Watching the boom in specialty coffee from Mexico even inspired a new generation of growers to add a state to the Mexican coffee map, with a handful of independent entrepreneurs starting planting coffee in the State of Mexico between 2004 and 2005, making it the country’s 15th coffee growing state.
“We had seen the development and demand for quality coffee in Mexico City growing since the late 1990s and decided that, being so close to the capital, it was an obvious opportunity especially for the more rural areas where poverty is still high and coffee production can help create jobs,” Enrique Rodriguez, one of the pioneers in the Temascaltepec coffee region, told STiR in a recent interview. The results have been an overwhelming success, with local grower Federico Barrueta taking the #2 spot for Estado de Mexico in the 2018 Cup of Excellence auction with his washed bourbon-caturra lot, earning 90.47 points and fetching an impressive US$28.30 per pound.
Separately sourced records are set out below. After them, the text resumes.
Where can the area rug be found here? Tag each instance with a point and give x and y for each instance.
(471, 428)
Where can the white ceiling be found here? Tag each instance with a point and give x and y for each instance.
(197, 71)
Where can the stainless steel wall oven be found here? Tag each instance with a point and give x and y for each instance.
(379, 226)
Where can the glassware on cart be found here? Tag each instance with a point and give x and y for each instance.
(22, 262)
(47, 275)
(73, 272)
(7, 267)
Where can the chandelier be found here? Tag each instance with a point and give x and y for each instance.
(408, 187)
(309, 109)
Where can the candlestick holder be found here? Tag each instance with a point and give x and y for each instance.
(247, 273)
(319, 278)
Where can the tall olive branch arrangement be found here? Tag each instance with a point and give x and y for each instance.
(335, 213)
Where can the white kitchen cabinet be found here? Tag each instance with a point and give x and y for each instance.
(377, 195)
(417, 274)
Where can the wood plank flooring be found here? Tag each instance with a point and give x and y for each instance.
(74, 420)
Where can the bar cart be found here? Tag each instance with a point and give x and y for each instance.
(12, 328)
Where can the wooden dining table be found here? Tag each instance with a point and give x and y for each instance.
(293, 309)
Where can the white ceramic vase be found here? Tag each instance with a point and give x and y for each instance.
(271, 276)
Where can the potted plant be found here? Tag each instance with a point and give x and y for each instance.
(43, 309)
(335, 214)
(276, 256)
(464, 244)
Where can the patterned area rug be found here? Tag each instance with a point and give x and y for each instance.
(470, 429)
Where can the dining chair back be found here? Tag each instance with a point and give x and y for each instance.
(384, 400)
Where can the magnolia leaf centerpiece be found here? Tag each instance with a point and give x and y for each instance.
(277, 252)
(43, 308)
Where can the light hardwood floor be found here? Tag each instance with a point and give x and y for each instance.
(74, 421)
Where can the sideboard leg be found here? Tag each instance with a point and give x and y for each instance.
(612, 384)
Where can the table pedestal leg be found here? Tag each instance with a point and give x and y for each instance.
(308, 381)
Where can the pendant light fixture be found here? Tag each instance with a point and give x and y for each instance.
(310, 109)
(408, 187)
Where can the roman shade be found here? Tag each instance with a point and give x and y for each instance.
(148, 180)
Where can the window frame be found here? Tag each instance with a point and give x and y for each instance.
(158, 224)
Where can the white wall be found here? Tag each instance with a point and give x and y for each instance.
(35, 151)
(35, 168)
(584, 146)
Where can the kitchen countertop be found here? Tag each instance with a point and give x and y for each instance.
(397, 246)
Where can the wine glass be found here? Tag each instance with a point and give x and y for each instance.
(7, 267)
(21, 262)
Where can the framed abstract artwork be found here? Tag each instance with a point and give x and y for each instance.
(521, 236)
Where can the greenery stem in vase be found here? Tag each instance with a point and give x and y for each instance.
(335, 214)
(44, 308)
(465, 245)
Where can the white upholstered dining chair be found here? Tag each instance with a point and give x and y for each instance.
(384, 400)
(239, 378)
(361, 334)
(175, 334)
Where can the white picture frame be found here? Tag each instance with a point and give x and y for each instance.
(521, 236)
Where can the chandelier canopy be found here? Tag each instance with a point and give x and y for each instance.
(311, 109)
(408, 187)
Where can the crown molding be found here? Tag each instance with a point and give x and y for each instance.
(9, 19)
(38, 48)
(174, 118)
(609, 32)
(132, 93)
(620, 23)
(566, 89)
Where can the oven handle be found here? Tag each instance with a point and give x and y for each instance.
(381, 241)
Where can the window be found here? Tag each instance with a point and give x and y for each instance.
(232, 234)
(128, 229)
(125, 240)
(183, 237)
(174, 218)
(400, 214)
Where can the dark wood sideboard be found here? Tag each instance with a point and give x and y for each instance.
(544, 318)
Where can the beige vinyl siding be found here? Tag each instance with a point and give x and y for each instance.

At Finca Hamburgo, the first main flowering for the next 2021-22 harvest started on March 27, and like a carpet of snow, the white flowers have covered trees across the estate.
“We are finishing this harvest at about 20% down from last year after having to spray five times against rust,” said Edelmann of Finca Hamburgo. “Coffee production has become very expensive in Mexico, but even with all the problems of climate and low prices, there is still a future for coffee here, and we continue to find new clients who are willing to pay for quality coffee.” The tiny growers in Mexico’s smallest coffee states are proof of this, and the industry is sure to follow them closely.